Not Too Fond of Fonda

         The 1879 play A Doll's House by Henrik Ibsen serves as complex look into the relationship of two people, named Nora and Torvald Helmer. I thought this play, as written by Ibsen, was intriguing and thought provoking. Nora seemed to truly want the best for her husband, but she did not go about it in the right way. This play communicates much about the importance of honesty in marriage and about the Norwegian social structure. Naturally, I could not wait to see the first film adaptation. Yet, I was extremely disappointed after watching A Doll's House as directed by Joseph Losey.

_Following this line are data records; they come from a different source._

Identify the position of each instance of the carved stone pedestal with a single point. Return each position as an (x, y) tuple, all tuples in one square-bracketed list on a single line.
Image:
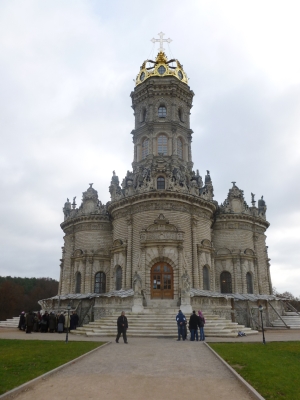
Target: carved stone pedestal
[(185, 305), (137, 304)]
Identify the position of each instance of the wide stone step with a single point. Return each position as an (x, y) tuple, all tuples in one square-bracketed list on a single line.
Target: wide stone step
[(160, 325)]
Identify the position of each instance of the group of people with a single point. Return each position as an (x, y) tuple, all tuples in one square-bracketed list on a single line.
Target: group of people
[(195, 322), (48, 322)]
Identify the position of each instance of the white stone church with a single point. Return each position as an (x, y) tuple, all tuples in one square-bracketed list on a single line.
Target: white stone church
[(163, 240)]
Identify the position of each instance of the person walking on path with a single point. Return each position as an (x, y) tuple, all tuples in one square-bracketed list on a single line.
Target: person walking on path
[(67, 322), (22, 321), (181, 321), (60, 323), (193, 326), (122, 324), (201, 325), (52, 322), (29, 322)]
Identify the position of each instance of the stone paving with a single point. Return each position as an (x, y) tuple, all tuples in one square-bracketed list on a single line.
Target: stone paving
[(146, 368)]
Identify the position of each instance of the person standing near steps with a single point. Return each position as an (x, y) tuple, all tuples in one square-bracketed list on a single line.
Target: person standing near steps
[(181, 321), (201, 325), (122, 324)]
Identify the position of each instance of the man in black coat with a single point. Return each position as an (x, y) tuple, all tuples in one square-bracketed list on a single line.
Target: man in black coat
[(193, 326), (122, 324)]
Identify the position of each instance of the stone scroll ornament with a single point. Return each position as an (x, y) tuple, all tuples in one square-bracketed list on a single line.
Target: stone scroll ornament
[(137, 284)]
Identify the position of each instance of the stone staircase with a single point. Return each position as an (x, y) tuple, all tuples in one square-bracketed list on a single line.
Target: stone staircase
[(159, 323), (291, 318), (10, 323)]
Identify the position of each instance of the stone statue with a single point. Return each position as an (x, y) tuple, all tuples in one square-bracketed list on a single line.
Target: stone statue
[(185, 285), (67, 209), (137, 284)]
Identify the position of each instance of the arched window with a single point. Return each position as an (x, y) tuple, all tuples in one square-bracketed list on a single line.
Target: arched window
[(162, 145), (118, 278), (249, 283), (162, 112), (179, 148), (225, 279), (180, 115), (145, 148), (78, 282), (206, 285), (160, 182), (143, 115), (100, 282)]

         Jane Fonda, in the role of Nora Helmer, did not focus the ambitions of her character on the true care and love of her family as Nora is portrayed in Ibsen's original play. Fonda's version was released in 1973, and it is easy to see Fonda's real mission for releasing the movie during this period. Fonda spouts her feminist ideals for the entire world to see throughout the movie, which effectively ruins the original meaning of the play. Instead of feeling sorry for Nora and what she seemingly "had" to do by going behind Torvald's back to get a loan, I just began to feel disgusted. Jane Fonda's Nora treated Torvald (David Warner) terribly, and did not seem to care how her actions hurt other people. Fonda's Nora seemed to want the whole world to revolve around her, just because she thought she was special.

         At the end of Ibsen's play, I rooted for Nora because Torvald seemed to lash out at her for no reason. I would have been angry too if my husband had belittled me for just trying to save his life. Yet, Fonda's portrayal of Nora sickened me to the point that I was glad when Torvald finally gave her a piece of his mind. She controlled him throughout the whole movie, so much so that he seemed to be a mere puppet in her domineering fingers. I can understand why Fonda would want to promote women as independent and intelligent using a play such as Ibsen's A Doll's House. However, Fonda took her acting to extremes throughout the movie. Therefore, much of Fonda's message was effectively crushed. Fonda's sense of liberty in manipulating the movie for her own views and gain only serves to lessen the true impact of Ibsen's message. In the end, Fonda's Nora just seems like a woman who deserts her family because her pride has been hurt.

         This is why I much preferred Ibsen's original version of the play A Doll's House to Jane Fonda's movie adaptation. There was a depth and meaningfulness to the play that was definitely lost after Fonda tried to tamper with Ibsen's genius and insert her modern political message into a timeless work.